The official site, EPO.org
, can brag all it wants about illegal actions taken by itself, as we shall show later. But it won't fool EPO insiders. They're too smart for this mindless PR and the shallow optics.
The uploaded PDF was accompanied by the following message from the EPO's Central Staff Committee. It read as follows:
[CSC] Rewards Exercise 2022: Cumulated Pensionable Rewards
Dear colleagues,
The aim of this paper, the fifth part in a series of publications on the rewards exercise 2022 (part 1, part 2, part 3, part 4), is to identify patterns in the way rewards are being distributed and compare such patterns with the rewards policy of the new career system (NCS) and/or the former career system. One useful method is to observe histograms reflecting how staff have been similarly or differently rewarded over several years.
If the rewarding exercise were not arbitrary, the cumulated output over many years for any staff member should match with measurable data resulting from criteria that are clearly defined in the Service Regulations or implementing provisions, that is applicable to the staff member and comparable with peers. Having considered the only collective data ever produced by the management and trying to see if that data could explain the observed distribution of cumulated rewards, it must be concluded that there is a complete mismatch.

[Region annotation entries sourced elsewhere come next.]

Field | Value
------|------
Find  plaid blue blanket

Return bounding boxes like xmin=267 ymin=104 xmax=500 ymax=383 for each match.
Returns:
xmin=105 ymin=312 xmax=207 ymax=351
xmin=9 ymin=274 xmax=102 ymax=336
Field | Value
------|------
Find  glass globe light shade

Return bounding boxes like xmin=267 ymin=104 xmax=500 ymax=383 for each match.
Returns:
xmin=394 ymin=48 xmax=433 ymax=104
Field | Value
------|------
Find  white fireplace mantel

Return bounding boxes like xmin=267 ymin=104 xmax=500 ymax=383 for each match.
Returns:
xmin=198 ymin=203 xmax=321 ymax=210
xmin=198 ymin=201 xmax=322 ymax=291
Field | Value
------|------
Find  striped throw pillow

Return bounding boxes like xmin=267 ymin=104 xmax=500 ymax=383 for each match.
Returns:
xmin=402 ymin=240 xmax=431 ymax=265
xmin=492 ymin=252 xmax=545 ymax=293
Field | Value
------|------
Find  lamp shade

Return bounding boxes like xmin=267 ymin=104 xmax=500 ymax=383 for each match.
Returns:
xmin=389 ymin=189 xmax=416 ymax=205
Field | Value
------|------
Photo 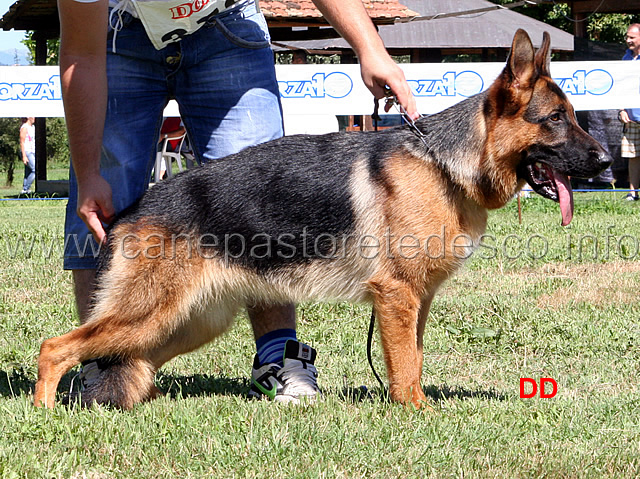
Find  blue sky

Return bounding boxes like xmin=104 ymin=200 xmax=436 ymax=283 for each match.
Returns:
xmin=0 ymin=0 xmax=26 ymax=51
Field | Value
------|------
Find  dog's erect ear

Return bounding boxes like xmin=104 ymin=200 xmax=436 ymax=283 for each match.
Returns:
xmin=536 ymin=32 xmax=551 ymax=76
xmin=505 ymin=28 xmax=538 ymax=89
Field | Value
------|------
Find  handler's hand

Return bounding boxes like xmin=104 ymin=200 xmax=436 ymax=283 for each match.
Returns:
xmin=361 ymin=55 xmax=420 ymax=120
xmin=77 ymin=175 xmax=115 ymax=243
xmin=618 ymin=110 xmax=631 ymax=123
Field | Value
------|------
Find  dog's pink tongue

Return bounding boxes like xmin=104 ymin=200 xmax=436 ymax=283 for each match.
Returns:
xmin=553 ymin=171 xmax=573 ymax=226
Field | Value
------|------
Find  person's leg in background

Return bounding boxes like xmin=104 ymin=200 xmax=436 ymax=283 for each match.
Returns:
xmin=64 ymin=14 xmax=171 ymax=403
xmin=629 ymin=156 xmax=640 ymax=200
xmin=174 ymin=4 xmax=318 ymax=401
xmin=620 ymin=123 xmax=640 ymax=201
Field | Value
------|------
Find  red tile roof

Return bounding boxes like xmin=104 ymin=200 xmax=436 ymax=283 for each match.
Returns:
xmin=260 ymin=0 xmax=418 ymax=25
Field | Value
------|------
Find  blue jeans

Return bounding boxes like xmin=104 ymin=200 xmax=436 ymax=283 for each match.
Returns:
xmin=64 ymin=3 xmax=283 ymax=269
xmin=22 ymin=152 xmax=36 ymax=191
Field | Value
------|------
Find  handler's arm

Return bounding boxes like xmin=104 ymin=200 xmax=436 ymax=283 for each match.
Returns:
xmin=58 ymin=0 xmax=114 ymax=246
xmin=313 ymin=0 xmax=418 ymax=119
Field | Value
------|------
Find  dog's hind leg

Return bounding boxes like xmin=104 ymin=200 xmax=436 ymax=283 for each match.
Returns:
xmin=34 ymin=300 xmax=178 ymax=407
xmin=369 ymin=278 xmax=427 ymax=408
xmin=417 ymin=292 xmax=435 ymax=386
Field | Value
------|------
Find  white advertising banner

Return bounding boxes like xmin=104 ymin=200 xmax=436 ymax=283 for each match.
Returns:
xmin=0 ymin=61 xmax=640 ymax=117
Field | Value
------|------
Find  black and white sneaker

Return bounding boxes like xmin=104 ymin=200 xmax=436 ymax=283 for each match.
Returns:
xmin=249 ymin=339 xmax=320 ymax=404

The “holistic” approach after one year of implementation has had no appreciable effect on the distribution of rewards. In contrast, the NCS reveals itself more and more as a “winner-takes-all” system for a small minority.
Over time, the discrepancy of rewards among staff grows, giving even more reasons for staff to complain against a career mechanism that has never fulfilled its alleged intent of rewarding “merit” and appears as arbitrary. There is no clear definition of “merit” given by management and the abolition of any seniority component remains contested.